Hrant Dink, a Turkish citizen of Armenian descent, was killed on 19 January 2007 outside the offices of the Agos newspaper where he was the editor.
When the trial ends on Tuesday, almost five years to the day after the death of Hrant Dink, the authorities will still not have investigated the full circumstances behind his murder.
"Hrant Dink was murdered for peacefully expressing his opinions," said Andrew Gardner Amnesty International’s expert on Turkey.
"The security services knew of the murder plot and were in communication with those accused of the murder yet nothing was done to stop it taking place.
"Nothing short of a full investigation into the actions of all the state institutions and officials implicated in the murder will represent justice."

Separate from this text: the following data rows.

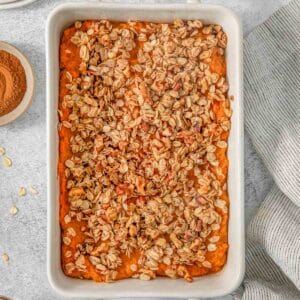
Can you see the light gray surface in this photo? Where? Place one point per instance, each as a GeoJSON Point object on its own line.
{"type": "Point", "coordinates": [23, 236]}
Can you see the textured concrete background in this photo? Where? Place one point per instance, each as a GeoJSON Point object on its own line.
{"type": "Point", "coordinates": [23, 236]}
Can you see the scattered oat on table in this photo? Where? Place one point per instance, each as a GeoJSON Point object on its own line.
{"type": "Point", "coordinates": [13, 210]}
{"type": "Point", "coordinates": [5, 257]}
{"type": "Point", "coordinates": [32, 190]}
{"type": "Point", "coordinates": [22, 191]}
{"type": "Point", "coordinates": [7, 162]}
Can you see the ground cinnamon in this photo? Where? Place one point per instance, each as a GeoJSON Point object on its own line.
{"type": "Point", "coordinates": [12, 82]}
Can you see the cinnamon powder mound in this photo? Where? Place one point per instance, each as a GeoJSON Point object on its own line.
{"type": "Point", "coordinates": [12, 82]}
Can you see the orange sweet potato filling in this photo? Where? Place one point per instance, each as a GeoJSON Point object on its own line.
{"type": "Point", "coordinates": [69, 62]}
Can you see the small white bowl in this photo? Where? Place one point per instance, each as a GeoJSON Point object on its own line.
{"type": "Point", "coordinates": [30, 82]}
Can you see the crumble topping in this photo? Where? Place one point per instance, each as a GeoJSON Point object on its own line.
{"type": "Point", "coordinates": [144, 175]}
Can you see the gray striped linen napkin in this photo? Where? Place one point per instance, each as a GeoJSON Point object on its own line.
{"type": "Point", "coordinates": [272, 119]}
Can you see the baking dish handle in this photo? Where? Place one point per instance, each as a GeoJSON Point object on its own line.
{"type": "Point", "coordinates": [193, 1]}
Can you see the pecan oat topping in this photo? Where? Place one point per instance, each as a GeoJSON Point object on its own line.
{"type": "Point", "coordinates": [143, 175]}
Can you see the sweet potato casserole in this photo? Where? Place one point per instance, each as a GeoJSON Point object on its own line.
{"type": "Point", "coordinates": [144, 121]}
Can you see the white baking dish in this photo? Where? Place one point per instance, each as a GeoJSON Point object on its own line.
{"type": "Point", "coordinates": [214, 285]}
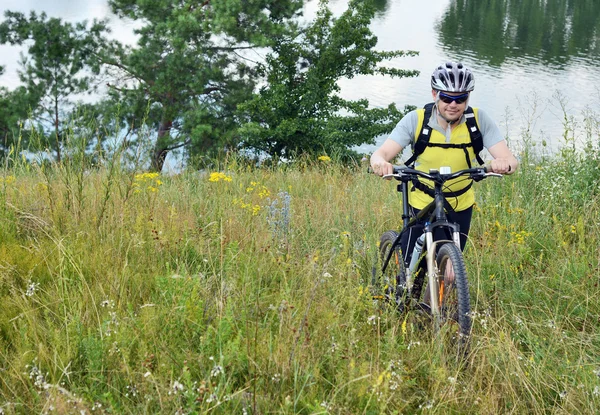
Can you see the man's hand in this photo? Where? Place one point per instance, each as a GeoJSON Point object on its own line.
{"type": "Point", "coordinates": [501, 165]}
{"type": "Point", "coordinates": [381, 167]}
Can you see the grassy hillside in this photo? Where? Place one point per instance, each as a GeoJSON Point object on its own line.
{"type": "Point", "coordinates": [246, 290]}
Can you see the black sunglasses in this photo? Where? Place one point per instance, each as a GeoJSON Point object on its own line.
{"type": "Point", "coordinates": [449, 98]}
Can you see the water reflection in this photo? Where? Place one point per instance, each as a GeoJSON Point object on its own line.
{"type": "Point", "coordinates": [496, 31]}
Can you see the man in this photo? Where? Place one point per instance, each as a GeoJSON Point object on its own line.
{"type": "Point", "coordinates": [450, 143]}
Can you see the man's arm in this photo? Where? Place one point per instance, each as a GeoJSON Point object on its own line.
{"type": "Point", "coordinates": [380, 160]}
{"type": "Point", "coordinates": [504, 161]}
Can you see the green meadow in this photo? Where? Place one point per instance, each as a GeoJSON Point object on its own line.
{"type": "Point", "coordinates": [246, 290]}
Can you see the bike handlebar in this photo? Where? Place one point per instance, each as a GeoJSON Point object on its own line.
{"type": "Point", "coordinates": [404, 173]}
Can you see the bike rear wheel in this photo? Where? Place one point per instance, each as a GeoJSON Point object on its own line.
{"type": "Point", "coordinates": [392, 281]}
{"type": "Point", "coordinates": [453, 298]}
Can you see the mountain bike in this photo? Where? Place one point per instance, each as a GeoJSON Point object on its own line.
{"type": "Point", "coordinates": [436, 265]}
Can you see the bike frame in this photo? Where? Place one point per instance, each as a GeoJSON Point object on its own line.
{"type": "Point", "coordinates": [435, 217]}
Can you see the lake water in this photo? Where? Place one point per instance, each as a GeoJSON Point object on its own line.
{"type": "Point", "coordinates": [525, 55]}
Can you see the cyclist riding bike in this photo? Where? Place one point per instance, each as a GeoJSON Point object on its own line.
{"type": "Point", "coordinates": [444, 133]}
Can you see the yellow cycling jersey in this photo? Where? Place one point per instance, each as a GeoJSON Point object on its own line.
{"type": "Point", "coordinates": [436, 157]}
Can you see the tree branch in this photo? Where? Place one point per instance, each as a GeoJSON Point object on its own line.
{"type": "Point", "coordinates": [174, 147]}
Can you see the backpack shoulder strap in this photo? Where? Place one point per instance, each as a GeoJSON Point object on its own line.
{"type": "Point", "coordinates": [475, 133]}
{"type": "Point", "coordinates": [423, 138]}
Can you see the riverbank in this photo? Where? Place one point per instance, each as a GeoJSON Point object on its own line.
{"type": "Point", "coordinates": [247, 291]}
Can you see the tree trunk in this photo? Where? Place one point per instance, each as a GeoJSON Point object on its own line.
{"type": "Point", "coordinates": [161, 148]}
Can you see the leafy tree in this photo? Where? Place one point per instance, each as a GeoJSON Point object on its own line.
{"type": "Point", "coordinates": [299, 109]}
{"type": "Point", "coordinates": [60, 65]}
{"type": "Point", "coordinates": [188, 71]}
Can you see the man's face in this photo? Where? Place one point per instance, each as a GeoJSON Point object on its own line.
{"type": "Point", "coordinates": [449, 108]}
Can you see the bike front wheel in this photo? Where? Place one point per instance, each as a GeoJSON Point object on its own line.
{"type": "Point", "coordinates": [454, 321]}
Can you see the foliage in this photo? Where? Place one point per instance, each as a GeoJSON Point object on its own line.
{"type": "Point", "coordinates": [299, 109]}
{"type": "Point", "coordinates": [59, 66]}
{"type": "Point", "coordinates": [246, 289]}
{"type": "Point", "coordinates": [188, 67]}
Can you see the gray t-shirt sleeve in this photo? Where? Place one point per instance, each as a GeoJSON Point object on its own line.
{"type": "Point", "coordinates": [404, 132]}
{"type": "Point", "coordinates": [490, 131]}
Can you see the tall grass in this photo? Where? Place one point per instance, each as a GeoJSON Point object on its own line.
{"type": "Point", "coordinates": [246, 290]}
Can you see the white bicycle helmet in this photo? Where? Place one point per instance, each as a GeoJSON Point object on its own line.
{"type": "Point", "coordinates": [453, 77]}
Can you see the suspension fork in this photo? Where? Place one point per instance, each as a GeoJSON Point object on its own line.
{"type": "Point", "coordinates": [433, 282]}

Calls by the Dink family to investigate the collusion and negligence of state officials in the murder, backed by a European Court of Human Rights judgment in 2010, have not been heeded.
In July 2011 Ogün Samast, 17 years old at the time of the murder, was found guilty of shooting Hrant Dink and was sentenced to nearly 23 years in prison by a Children's Court.
He was initially given a life sentence but the term was commuted because he was a minor at the time of the murder.
In June, Colonel Ali Öz and six other Trabzon Gendarmerie officials were convicted of negligence for their failure to relay information of the plot that could have prevented the murder.
"The actions of the Trabzon Security Directorate, Istanbul Governor’s office and the Istanbul Security Directorate have not been effectively investigated," said Andrew Gardner.
"The authorities must address this immediately and ensure that Hrant Dink and his family receive the justice they deserve."
Hrant Dink was best known for being critical of the Turkish government over issues of Armenian identity and over official versions of history in Turkey relating to the massacres of Armenians in 1915. He was repeatedly targeted for expressing his opinions.
In 2005, he was given a six-month suspended prison sentence for "denigrating Turkishness" in writings about the identity of Turkish citizens of Armenian origin.